Hetronic International v. Hetronic Germany GmbH, et al., No. 20-6057 (10th Cir. 2021)
Annotate this CaseHetronic International, Inc., a U.S. company, manufactured radio remote controls, the kind used to remotely operate heavy-duty construction equipment. Defendants, none of whom were U.S. citizens, distributed Hetronic’s products, mostly in Europe. After about a ten-year relationship, one of Defendants’ employees stumbled across an old research-and-development agreement between the parties. Embracing a “creative legal interpretation” of the agreement endorsed by Defendants’ lawyers, Defendants concluded that they owned the rights to Hetronic’s trademarks and other intellectual property. Defendants then began manufacturing their own products—identical to Hetronic’s—and selling them under the Hetronic brand, mostly in Europe. Hetronic terminated the parties’ distribution agreements, but that didn’t stop Defendants from making tens of millions of dollars selling their copycat products. Hetronic asserted numerous claims against Defendants, but the issue presented on appeal to the Tenth Circuit centered on its trademark claims under the Lanham Act. A jury awarded Hetronic over $100 million in damages, most of which related to Defendants’ trademark infringement.
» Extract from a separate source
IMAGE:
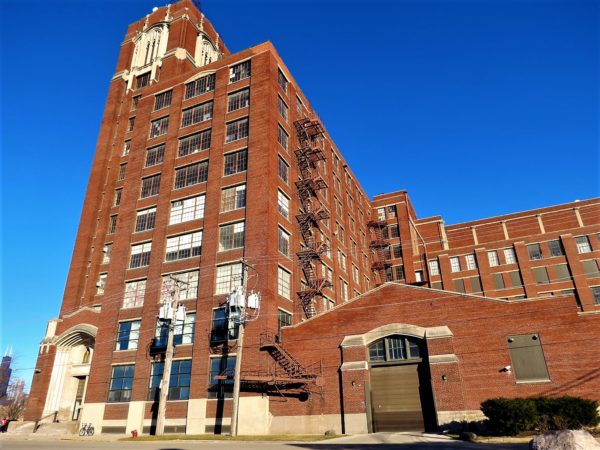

Then on Hetronic’s motion, the district court entered a worldwide injunction barring Defendants from selling their infringing products. Defendants ignored the injunction. In the district court and before the Tenth Circuit, Defendants focused on one defense in particular: Though they accepted that the Lanham Act could sometimes apply extraterritorially, they insisted the Act’s reach didn’t extend to their conduct, which generally involved foreign defendants making sales to foreign consumers. Reviewing this matter as one of first impression in the Tenth Circuit, and after considering the Supreme Court’s lone decision on the issue and persuasive authority from other circuits, the Tenth Circuit concluded the district court properly applied the Lanham Act to Defendants’ conduct. But the Court narrowed the district court’s expansive injunction. Affirming in part, and reversing in part, the Court remanded the case for further consideration.
The court issued a subsequent related opinion or order on April 23, 2024.